In the full interview, we explore:
- Outlook on Chinese demand for domestic and international travel
- Operational challenges for hotels during coronavirus pandemic
- How hotels in Hong Kong reacted during SARS versus today during COVID-19
- How hotel owners and franchisees are approaching the challenges compared to large management companies
You mentioned that it's more of an L-shaped recovery than a V-shaped. Can you just elaborate on how you've seen ADR and occupancy change today, versus pre-Covid?
One of the lessons of SARS was that you shouldn't play with ADR. If you play with ADR, you're not necessarily going to gain in the short term, with a higher market share, firstly. Secondly, you're going to suffer long term, because if you drop your rates, then it's going to be tougher to go back to the rate strategies that you had before. That's one of the key learnings from SARS.

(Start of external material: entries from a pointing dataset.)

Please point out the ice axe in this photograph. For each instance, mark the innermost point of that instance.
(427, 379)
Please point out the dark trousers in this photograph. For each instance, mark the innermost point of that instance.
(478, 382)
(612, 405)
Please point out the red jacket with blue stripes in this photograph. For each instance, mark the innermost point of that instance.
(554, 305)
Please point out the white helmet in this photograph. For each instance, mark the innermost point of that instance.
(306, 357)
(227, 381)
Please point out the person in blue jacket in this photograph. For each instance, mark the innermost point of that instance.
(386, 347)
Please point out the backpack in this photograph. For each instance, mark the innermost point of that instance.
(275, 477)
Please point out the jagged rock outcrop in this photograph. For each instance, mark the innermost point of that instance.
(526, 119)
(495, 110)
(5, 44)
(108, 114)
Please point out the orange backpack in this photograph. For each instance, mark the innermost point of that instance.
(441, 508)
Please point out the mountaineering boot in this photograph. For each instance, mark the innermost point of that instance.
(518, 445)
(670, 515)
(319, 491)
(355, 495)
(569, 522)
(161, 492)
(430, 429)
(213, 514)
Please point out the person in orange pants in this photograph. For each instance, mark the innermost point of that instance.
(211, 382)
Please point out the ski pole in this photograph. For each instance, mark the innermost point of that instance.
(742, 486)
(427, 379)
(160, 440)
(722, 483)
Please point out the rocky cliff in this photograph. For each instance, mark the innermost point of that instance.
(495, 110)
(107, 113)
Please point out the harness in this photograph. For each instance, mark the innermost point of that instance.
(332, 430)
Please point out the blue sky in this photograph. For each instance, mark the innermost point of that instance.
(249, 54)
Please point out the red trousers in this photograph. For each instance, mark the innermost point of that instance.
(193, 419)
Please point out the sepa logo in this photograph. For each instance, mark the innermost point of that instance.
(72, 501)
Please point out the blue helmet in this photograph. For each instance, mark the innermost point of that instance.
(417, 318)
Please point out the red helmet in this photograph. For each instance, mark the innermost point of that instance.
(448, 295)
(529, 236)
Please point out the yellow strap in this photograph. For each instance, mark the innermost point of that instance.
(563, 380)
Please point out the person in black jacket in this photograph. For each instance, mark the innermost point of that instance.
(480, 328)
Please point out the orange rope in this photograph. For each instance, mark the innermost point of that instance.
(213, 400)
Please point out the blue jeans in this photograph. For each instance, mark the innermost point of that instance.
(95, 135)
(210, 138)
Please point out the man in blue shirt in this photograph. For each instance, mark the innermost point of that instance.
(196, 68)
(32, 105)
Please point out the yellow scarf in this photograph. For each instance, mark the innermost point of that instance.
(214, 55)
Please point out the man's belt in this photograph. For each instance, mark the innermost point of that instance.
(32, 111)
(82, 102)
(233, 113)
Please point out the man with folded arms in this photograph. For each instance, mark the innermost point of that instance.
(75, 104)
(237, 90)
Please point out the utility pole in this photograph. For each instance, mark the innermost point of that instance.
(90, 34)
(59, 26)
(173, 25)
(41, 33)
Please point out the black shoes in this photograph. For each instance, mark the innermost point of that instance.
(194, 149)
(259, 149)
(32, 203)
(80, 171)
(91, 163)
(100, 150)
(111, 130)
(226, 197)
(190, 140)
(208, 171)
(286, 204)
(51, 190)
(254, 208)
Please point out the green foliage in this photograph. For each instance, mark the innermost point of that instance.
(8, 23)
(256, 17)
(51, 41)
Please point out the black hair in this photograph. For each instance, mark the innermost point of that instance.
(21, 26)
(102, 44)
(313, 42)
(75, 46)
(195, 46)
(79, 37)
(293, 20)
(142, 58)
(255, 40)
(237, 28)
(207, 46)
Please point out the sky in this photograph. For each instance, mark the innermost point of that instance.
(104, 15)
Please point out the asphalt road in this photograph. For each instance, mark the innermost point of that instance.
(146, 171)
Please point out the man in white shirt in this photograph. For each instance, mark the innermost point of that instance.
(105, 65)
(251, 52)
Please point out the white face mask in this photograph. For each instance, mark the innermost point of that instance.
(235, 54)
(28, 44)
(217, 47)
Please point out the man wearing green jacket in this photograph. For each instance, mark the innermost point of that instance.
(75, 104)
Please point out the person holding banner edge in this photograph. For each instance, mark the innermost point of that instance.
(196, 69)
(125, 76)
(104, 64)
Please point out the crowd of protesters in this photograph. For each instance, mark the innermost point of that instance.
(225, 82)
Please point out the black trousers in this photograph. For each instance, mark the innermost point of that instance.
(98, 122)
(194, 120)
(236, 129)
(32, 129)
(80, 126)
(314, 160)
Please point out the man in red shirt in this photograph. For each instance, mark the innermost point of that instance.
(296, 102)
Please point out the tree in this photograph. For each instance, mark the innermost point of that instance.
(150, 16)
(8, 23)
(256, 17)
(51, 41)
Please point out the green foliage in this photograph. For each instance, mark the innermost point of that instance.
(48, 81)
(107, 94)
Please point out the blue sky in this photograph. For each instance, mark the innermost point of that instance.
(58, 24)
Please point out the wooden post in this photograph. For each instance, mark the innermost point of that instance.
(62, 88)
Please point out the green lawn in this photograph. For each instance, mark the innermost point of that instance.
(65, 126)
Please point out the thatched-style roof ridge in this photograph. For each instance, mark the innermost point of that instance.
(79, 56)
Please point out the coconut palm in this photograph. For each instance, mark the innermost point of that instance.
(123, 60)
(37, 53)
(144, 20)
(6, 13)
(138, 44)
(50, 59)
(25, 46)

However, in terms of occupancy, RevPAR is going to be affected on the occupancy side and the cost structure is expected to be higher, because of all the huge cleaning supplies that hotels have stocked up, in terms of purchases and usage.
What's been the change in occupancy, in RevPAR?
Generally speaking, the occupancy dropped from the mid-80s, just before Chinese New Year, down to single digits. The single digits lasted until the end of March. In April, they went back to double digits. Overall, I would need to check the latest figures, but three weeks ago, the economy hotels, economy scale and two and three stars, were back in the 70% range. Five star and four star were in the 40% range. It depends on location; it depends on the city. Shanghai is better served than Beijing, because in Beijing, the rules are much stricter, due to the presence of the Chinese government in that city. They are not taking any risks there. Even today, Beijing is one of the cities where it's quite difficult to travel to.
What is your outlook on those four and five star hotels returning to 70% or 80% occupancy, in China?
I think it's going to very much depend on the opening up of the country to international business, that is going to give the extra boost, not only of confidence, but also foreigners in China will have to compensate, somehow, for the lack of travel over the past three months. Although you need to also consider that, I think people in general, will be much more travel wary than they were before, not only because of the expenses, but also because of a change in mindset, regarding airlines.
Do I really need to take a plane now that we've been used to Zoom meetings and digital meetings? We've realized that a lot of issues can be solved without being on-site, in person. It depends on the kind of reasons as to why you need to move. If you have to go and check a site construction, it's better, sometimes, to see things with your own eyes. However, I think that the homeworking space has had a huge impact on the policies of companies.
You mentioned that the big lesson you learned from SARS was to not move the ADR. Have you seen those economy or two to three star hotels decrease ADR, or even the four and five star ones?
Yes. There is a decrease, obviously, but it's not a big decrease. It's a promotional rate range, but they're not dropping rates 50%. It's really a range between 15% to 25%, depending again, on the location and on the city, the province and the pressure from the owners.